Lucy wiped the tears from her face and reached for the Thin Mints. “Maybe one. Two. But only because the baby likes chocolate.”
He gave her a smile. “Can’t have the baby needing a chocolate fix.”
They munched companionably for a couple of minutes. Chocolate soothed the soul and made everything a little brighter. Lucy felt herself calming down. The world had righted itself. Richard was going to clear everything up. This all had to be a horrible misunderstanding. Francie hadn’t tried to kill anyone. Richard hadn’t slept with Francie. Philip hadn’t kept Laura’s whereabouts a secret from her.
Richard said finally, “Before we go any further, I want you to know something. Until this evening – until you told me – I had no idea Dad went to the island that day.”
“Really?” But she believed him.
“Really. I knew nothing about Laura being in the cove or getting flown out to a hospital. For damn sure I knew nothing about St. Bride showing up here.” He exhaled. “Dad never said a word about that.”
“Why do you think he never said anything? He knew how much
I wanted to find them. I can’t think why he wouldn’t have told us.”
He said slowly, “Whatever his reason, it must have been a good one. It must have been something that overrode your need to know – Mom’s need to know, for that matter. Dad wasn’t a capricious man. He was one of the most selfless men I’ve ever known. That he perpetrated this silence—” He shook his head. “I don’t know why.”
They sat for a minute, contemplating the impossible. Richard had to be dealing with the same thing she was facing – the surreal notion that Philip had acted dishonestly.
She finally asked, “Why did you go out there?”
He answered without hesitation. “Because Francie called me to meet her there.”
Lucy stared at him. “Francie called you? Why?”
“I don’t know,” said Richard. “I was at my desk at work – this was before Scott and I left McGuire Cantrey – and I got a call from her. She said she was out at Ash Marine and she needed to talk to me.” He looked into the box of cookies and grimaced. “And, like a damn fool, I went running, moth to the flame, to tell her to stay the hell out of my life.”

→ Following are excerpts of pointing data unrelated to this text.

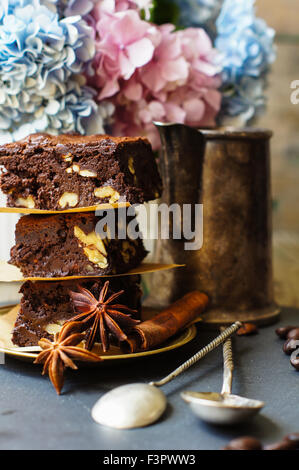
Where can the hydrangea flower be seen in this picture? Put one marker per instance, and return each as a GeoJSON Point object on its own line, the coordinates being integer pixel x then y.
{"type": "Point", "coordinates": [42, 59]}
{"type": "Point", "coordinates": [246, 45]}
{"type": "Point", "coordinates": [199, 13]}
{"type": "Point", "coordinates": [125, 44]}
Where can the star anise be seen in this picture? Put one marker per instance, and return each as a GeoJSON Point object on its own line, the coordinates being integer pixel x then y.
{"type": "Point", "coordinates": [58, 355]}
{"type": "Point", "coordinates": [105, 316]}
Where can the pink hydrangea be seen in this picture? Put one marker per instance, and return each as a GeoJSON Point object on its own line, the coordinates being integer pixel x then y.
{"type": "Point", "coordinates": [125, 43]}
{"type": "Point", "coordinates": [113, 6]}
{"type": "Point", "coordinates": [153, 73]}
{"type": "Point", "coordinates": [179, 85]}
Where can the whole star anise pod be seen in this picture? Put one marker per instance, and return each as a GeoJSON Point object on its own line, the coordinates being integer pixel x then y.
{"type": "Point", "coordinates": [104, 315]}
{"type": "Point", "coordinates": [58, 355]}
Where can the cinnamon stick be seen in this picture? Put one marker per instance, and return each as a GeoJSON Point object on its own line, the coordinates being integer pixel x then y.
{"type": "Point", "coordinates": [167, 323]}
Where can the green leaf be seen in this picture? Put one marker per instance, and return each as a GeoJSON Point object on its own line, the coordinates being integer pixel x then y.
{"type": "Point", "coordinates": [165, 11]}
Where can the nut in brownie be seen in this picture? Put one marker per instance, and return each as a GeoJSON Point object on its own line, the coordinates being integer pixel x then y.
{"type": "Point", "coordinates": [68, 171]}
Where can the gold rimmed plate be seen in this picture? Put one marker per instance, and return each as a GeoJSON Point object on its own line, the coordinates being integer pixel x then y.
{"type": "Point", "coordinates": [99, 207]}
{"type": "Point", "coordinates": [8, 316]}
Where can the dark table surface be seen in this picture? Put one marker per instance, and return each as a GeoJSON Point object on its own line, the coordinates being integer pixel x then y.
{"type": "Point", "coordinates": [32, 416]}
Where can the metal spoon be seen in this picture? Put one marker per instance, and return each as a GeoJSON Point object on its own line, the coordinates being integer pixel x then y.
{"type": "Point", "coordinates": [138, 404]}
{"type": "Point", "coordinates": [223, 408]}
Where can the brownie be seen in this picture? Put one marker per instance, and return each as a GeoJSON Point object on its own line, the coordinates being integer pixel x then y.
{"type": "Point", "coordinates": [45, 306]}
{"type": "Point", "coordinates": [67, 171]}
{"type": "Point", "coordinates": [69, 244]}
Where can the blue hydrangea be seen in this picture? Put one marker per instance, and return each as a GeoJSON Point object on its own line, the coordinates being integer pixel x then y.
{"type": "Point", "coordinates": [42, 58]}
{"type": "Point", "coordinates": [73, 7]}
{"type": "Point", "coordinates": [199, 13]}
{"type": "Point", "coordinates": [247, 51]}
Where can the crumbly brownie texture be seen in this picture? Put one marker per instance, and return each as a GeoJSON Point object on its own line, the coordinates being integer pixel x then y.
{"type": "Point", "coordinates": [68, 245]}
{"type": "Point", "coordinates": [67, 171]}
{"type": "Point", "coordinates": [45, 306]}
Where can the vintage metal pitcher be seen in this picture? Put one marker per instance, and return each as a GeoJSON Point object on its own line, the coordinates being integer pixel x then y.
{"type": "Point", "coordinates": [228, 171]}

“Richard – this makes no sense.” She ran her fingers through her hair. “She’s on this murderous rampage. She calls Di to come out there so she can kill her in cold blood. She already has Laurie there, and presumably she knows the two of you can keep her from hurting Di. Why would she call you? That just puts another obstacle in her way.”
He shrugged. “Got me.”
“All right,” said Lucy, “you go out there and – instead of her killing Di, you two end up – whatever. And then something happens to you, and Laurie falls into the cove. What happened? Did Laurie walk in on the two of you and very properly run away screaming?”
Something flickered on his face. “No. Laura did not walk in.”
She decided to be blunt. “What happened?”
“Lucy – I am not going to tell you. Don’t push.”
That disappointed her, but she wasn’t surprised. Even if Francie hardly deserved his protection, Richard was not going to break a lifetime of habit by kissing and telling.